Subito le balzò il cuore in gola e si sentì arrossire. Distolse lo sguardo dalle tovagliette, mentre Keith continuava a spiegare loro come giocarci, e si trovò con gli occhi degli altri tre incollati addosso. Era a disagio e non sapeva come tirarsi fuori da quella situazione, per lei, spaventosa.
Evan porse una biro anche a lei e Paige ebbe modo di sentire il suo profumo. Subito gli occhi le si riempirono di lacrime e strinse con forza la penna, tanto da farsi sbiancare le nocche.
-Non so scrivere- sbottò e al tavolo calò un silenzio imbarazzato.

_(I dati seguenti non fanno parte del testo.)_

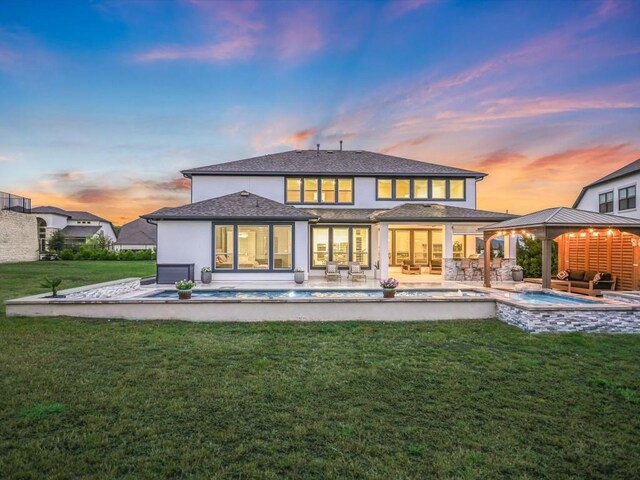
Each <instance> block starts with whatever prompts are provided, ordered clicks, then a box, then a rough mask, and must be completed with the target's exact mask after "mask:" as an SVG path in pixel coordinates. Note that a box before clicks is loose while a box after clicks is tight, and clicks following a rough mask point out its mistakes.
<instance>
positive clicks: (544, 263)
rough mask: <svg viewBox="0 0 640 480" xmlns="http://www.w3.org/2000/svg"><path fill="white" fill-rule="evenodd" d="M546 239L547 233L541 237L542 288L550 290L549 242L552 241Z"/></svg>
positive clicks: (550, 250) (549, 246) (550, 268)
mask: <svg viewBox="0 0 640 480" xmlns="http://www.w3.org/2000/svg"><path fill="white" fill-rule="evenodd" d="M548 237H549V235H548V233H547V232H545V234H544V236H543V237H542V288H551V252H552V250H551V242H553V239H551V238H548Z"/></svg>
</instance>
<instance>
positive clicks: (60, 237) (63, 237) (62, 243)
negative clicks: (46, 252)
mask: <svg viewBox="0 0 640 480" xmlns="http://www.w3.org/2000/svg"><path fill="white" fill-rule="evenodd" d="M64 243H65V239H64V235H62V233H61V232H60V230H57V231H56V232H54V234H53V235H51V237H50V238H49V243H48V244H47V245H48V246H49V251H51V252H56V253H60V252H61V251H62V250H63V249H64Z"/></svg>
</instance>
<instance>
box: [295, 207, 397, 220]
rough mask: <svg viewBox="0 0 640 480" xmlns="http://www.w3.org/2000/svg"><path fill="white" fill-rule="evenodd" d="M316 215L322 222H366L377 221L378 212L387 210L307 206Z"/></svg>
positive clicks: (310, 212) (363, 208)
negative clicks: (331, 207)
mask: <svg viewBox="0 0 640 480" xmlns="http://www.w3.org/2000/svg"><path fill="white" fill-rule="evenodd" d="M305 210H306V211H307V212H309V213H310V214H312V215H313V216H314V217H320V222H337V223H340V222H366V223H372V222H375V221H376V218H375V216H376V214H377V213H382V212H385V211H386V210H380V209H377V210H376V209H372V208H305Z"/></svg>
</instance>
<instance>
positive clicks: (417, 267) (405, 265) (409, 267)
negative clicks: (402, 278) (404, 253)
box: [402, 260, 420, 275]
mask: <svg viewBox="0 0 640 480" xmlns="http://www.w3.org/2000/svg"><path fill="white" fill-rule="evenodd" d="M402 273H406V274H407V275H420V265H416V264H415V263H411V261H410V260H405V261H403V262H402Z"/></svg>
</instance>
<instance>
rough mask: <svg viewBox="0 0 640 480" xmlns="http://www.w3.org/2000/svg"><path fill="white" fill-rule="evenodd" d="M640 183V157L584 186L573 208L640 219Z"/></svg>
mask: <svg viewBox="0 0 640 480" xmlns="http://www.w3.org/2000/svg"><path fill="white" fill-rule="evenodd" d="M638 183H640V159H638V160H636V161H634V162H631V163H630V164H628V165H625V166H624V167H622V168H620V169H618V170H616V171H615V172H612V173H610V174H608V175H605V176H604V177H602V178H600V179H598V180H596V181H595V182H593V183H590V184H589V185H586V186H585V187H583V188H582V191H581V192H580V194H579V195H578V198H577V199H576V201H575V202H574V204H573V208H578V209H580V210H590V211H593V212H600V213H612V214H614V215H620V216H623V217H632V218H638V219H640V211H638V209H637V207H636V190H637V186H638Z"/></svg>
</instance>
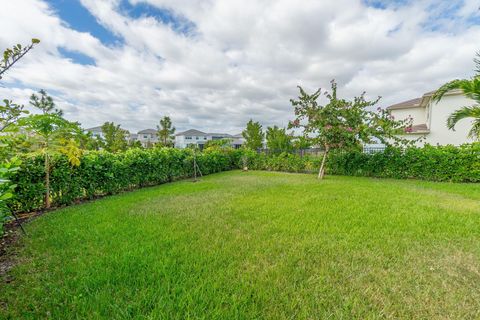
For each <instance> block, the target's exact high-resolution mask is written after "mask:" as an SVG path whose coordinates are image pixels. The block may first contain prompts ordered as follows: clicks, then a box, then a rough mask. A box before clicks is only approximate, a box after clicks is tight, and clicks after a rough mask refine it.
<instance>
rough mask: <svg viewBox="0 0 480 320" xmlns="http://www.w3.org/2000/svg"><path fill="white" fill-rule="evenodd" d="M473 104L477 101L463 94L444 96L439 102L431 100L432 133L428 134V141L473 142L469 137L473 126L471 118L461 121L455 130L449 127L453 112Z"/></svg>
mask: <svg viewBox="0 0 480 320" xmlns="http://www.w3.org/2000/svg"><path fill="white" fill-rule="evenodd" d="M472 105H475V101H473V100H471V99H468V98H466V97H465V96H463V95H450V96H448V95H447V96H444V97H443V98H442V100H440V101H439V102H438V104H437V103H432V102H430V104H429V110H430V123H429V128H430V133H429V134H428V135H427V139H426V142H427V143H429V144H433V145H436V144H441V145H446V144H453V145H460V144H463V143H469V142H472V140H471V139H468V138H467V135H468V132H469V131H470V129H471V127H472V120H471V119H463V120H461V121H459V122H458V123H457V125H456V126H455V131H452V130H448V128H447V119H448V117H449V116H450V114H451V113H452V112H454V111H455V110H457V109H459V108H461V107H464V106H472Z"/></svg>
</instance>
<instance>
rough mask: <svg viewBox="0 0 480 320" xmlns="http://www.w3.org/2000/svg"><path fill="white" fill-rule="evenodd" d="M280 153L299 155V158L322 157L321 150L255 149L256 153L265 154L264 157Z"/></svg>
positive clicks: (302, 149) (313, 149)
mask: <svg viewBox="0 0 480 320" xmlns="http://www.w3.org/2000/svg"><path fill="white" fill-rule="evenodd" d="M282 152H286V153H291V154H296V155H299V156H300V157H304V156H310V157H312V156H313V157H318V156H321V155H323V149H322V148H309V149H295V150H289V151H285V150H275V149H257V153H261V154H266V155H276V154H280V153H282Z"/></svg>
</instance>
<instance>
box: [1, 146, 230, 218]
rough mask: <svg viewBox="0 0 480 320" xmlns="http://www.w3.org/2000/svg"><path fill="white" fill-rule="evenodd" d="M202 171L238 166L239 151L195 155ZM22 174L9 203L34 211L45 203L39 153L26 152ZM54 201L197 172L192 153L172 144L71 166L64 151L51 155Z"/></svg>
mask: <svg viewBox="0 0 480 320" xmlns="http://www.w3.org/2000/svg"><path fill="white" fill-rule="evenodd" d="M196 158H197V163H198V166H199V168H200V170H201V172H202V174H204V175H206V174H210V173H214V172H219V171H225V170H232V169H235V168H238V163H239V158H240V152H239V151H236V150H230V149H226V150H213V151H209V152H204V153H198V154H197V155H196ZM21 160H22V164H21V166H20V169H19V170H18V174H17V175H15V176H14V177H13V178H12V183H14V184H17V185H18V186H17V189H16V194H15V197H14V198H12V199H10V200H9V203H8V205H9V207H10V209H12V210H13V211H15V212H20V211H33V210H38V209H41V208H43V206H44V194H45V186H44V177H45V173H44V167H43V165H44V163H43V157H42V156H41V155H24V156H22V157H21ZM51 163H52V167H51V182H50V183H51V202H52V205H53V206H62V205H69V204H71V203H73V202H75V201H79V200H82V199H90V198H94V197H97V196H102V195H110V194H115V193H118V192H121V191H126V190H132V189H136V188H140V187H145V186H152V185H157V184H161V183H165V182H170V181H174V180H178V179H183V178H187V177H191V176H192V175H193V151H192V150H179V149H173V148H161V149H147V150H141V149H129V150H127V151H125V152H123V153H117V154H113V153H109V152H106V151H95V152H89V153H86V154H85V155H83V156H82V158H81V162H80V166H78V167H74V166H71V165H70V164H69V162H68V159H67V158H66V156H64V155H60V154H59V155H56V156H53V157H52V158H51Z"/></svg>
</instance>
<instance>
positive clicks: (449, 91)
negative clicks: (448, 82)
mask: <svg viewBox="0 0 480 320" xmlns="http://www.w3.org/2000/svg"><path fill="white" fill-rule="evenodd" d="M435 92H436V91H429V92H427V93H425V94H424V95H423V96H422V97H421V98H415V99H410V100H407V101H403V102H400V103H396V104H393V105H391V106H389V107H387V110H396V109H409V108H416V107H419V106H421V105H422V103H423V106H425V105H426V103H427V102H428V100H429V99H430V98H431V97H432V96H433V94H434V93H435ZM457 94H463V93H462V91H461V90H457V89H455V90H451V91H449V92H447V93H446V94H445V95H447V96H452V95H457Z"/></svg>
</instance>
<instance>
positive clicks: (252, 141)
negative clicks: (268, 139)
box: [242, 119, 264, 150]
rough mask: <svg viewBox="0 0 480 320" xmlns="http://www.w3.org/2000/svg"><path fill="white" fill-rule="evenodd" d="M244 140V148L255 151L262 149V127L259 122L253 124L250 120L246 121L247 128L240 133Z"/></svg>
mask: <svg viewBox="0 0 480 320" xmlns="http://www.w3.org/2000/svg"><path fill="white" fill-rule="evenodd" d="M242 136H243V138H244V139H245V144H244V146H245V148H248V149H252V150H257V149H261V148H262V147H263V137H264V134H263V131H262V125H261V124H260V123H259V122H253V120H252V119H250V121H248V123H247V127H246V128H245V130H243V132H242Z"/></svg>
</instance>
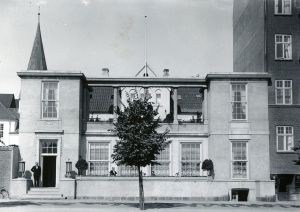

-Fa niente. Hai tempo per imparare. Guarda- le disse Evan con fare gentile, stringendo tra due dita la punta della sua penna. La aiutò a tracciare il percorso sul foglio, finché non conclusero insieme il gioco. Paige non aveva capito assolutamente nulla in che cosa consistesse e non le importava neppure. Non sentiva più suoni e odori; pareva che il caos nel locale si fosse ammutolito di colpo.
-Di nuovo!- disse, afferrando con rabbia un'altra tovaglietta. Poi si schiarì la gola e rivolse uno sguardo in tralice verso Evan. L'uomo le sorrise gentile e annuì, notando che pure Sophie, guidata da Keith, pareva essersi appassionata a quel giochetto.
-Va bene- e l'uomo tornò a stringere la biro tra due dita, senza rendersi conto dello sguardo incantato di Paige che fissava le loro mani così vicine, strette intorno alla stessa penna.